A ampliação da faixa de isenção do Imposto de Renda para rendimentos de até R$ 5 mil, sancionada pelo presidente Lula e prevista para valer a partir de 2026, deve retirar cerca de 10 milhões de pessoas da base de declarantes. A medida, considerada eleitoralmente positiva para a classe média, diminui ainda mais o percentual de brasileiros que paga IR, acentuando a diferença em relação a nações desenvolvidas, onde praticamente toda a força de trabalho contribui. Nos Estados Unidos, no Reino Unido e na Alemanha — países com maior distribuição de renda — a maioria absoluta dos trabalhadores é tributada, enquanto no Brasil esse grupo tende a ser ainda menor.

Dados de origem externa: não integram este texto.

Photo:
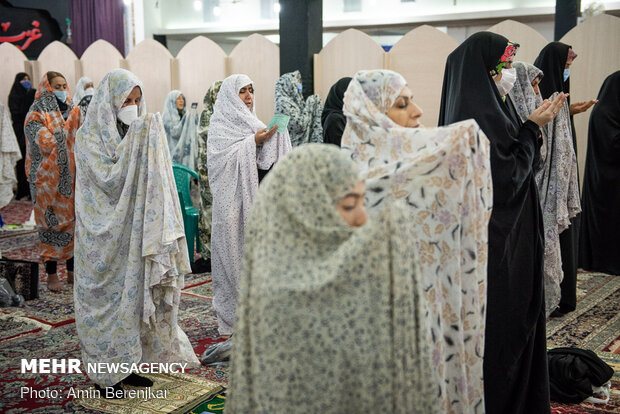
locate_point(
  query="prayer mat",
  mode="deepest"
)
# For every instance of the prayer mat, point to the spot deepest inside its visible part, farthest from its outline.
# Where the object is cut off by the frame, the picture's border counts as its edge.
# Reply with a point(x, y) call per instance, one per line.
point(196, 279)
point(51, 308)
point(13, 327)
point(594, 325)
point(213, 406)
point(170, 393)
point(61, 342)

O Ministério da Fazenda explica que desigualdade elevada e forte informalidade tornam difícil comparar o país com economias avançadas. A pasta aponta que pequenas alterações na faixa de isenção geram impacto expressivo no número de declarantes porque grande parte dos brasileiros recebe salários baixos. Economistas, por outro lado, afirmam que tributar lucros e dividendos — prática já consolidada em economias ricas — seria uma estratégia mais eficaz para elevar arrecadação, fortalecer justiça fiscal e reduzir impostos que recaem sobre o consumo.

Embora especialistas reconheçam que ampliar a isenção torna o sistema mais progressivo, eles alertam que a estrutura tributária permanece desequilibrada: contribuintes de alta renda continuam favorecidos por exceções e brechas legais, enquanto famílias de baixa renda seguem arcando com tributos regressivos. Instituições como o Inesc defendem mudanças que aproximem o Brasil de modelos adotados em países desenvolvidos. O próprio governo admite que uma reforma ampla do IR é necessária, mas avalia que transformações profundas só encontram espaço político no início de cada mandato. Informações do G1.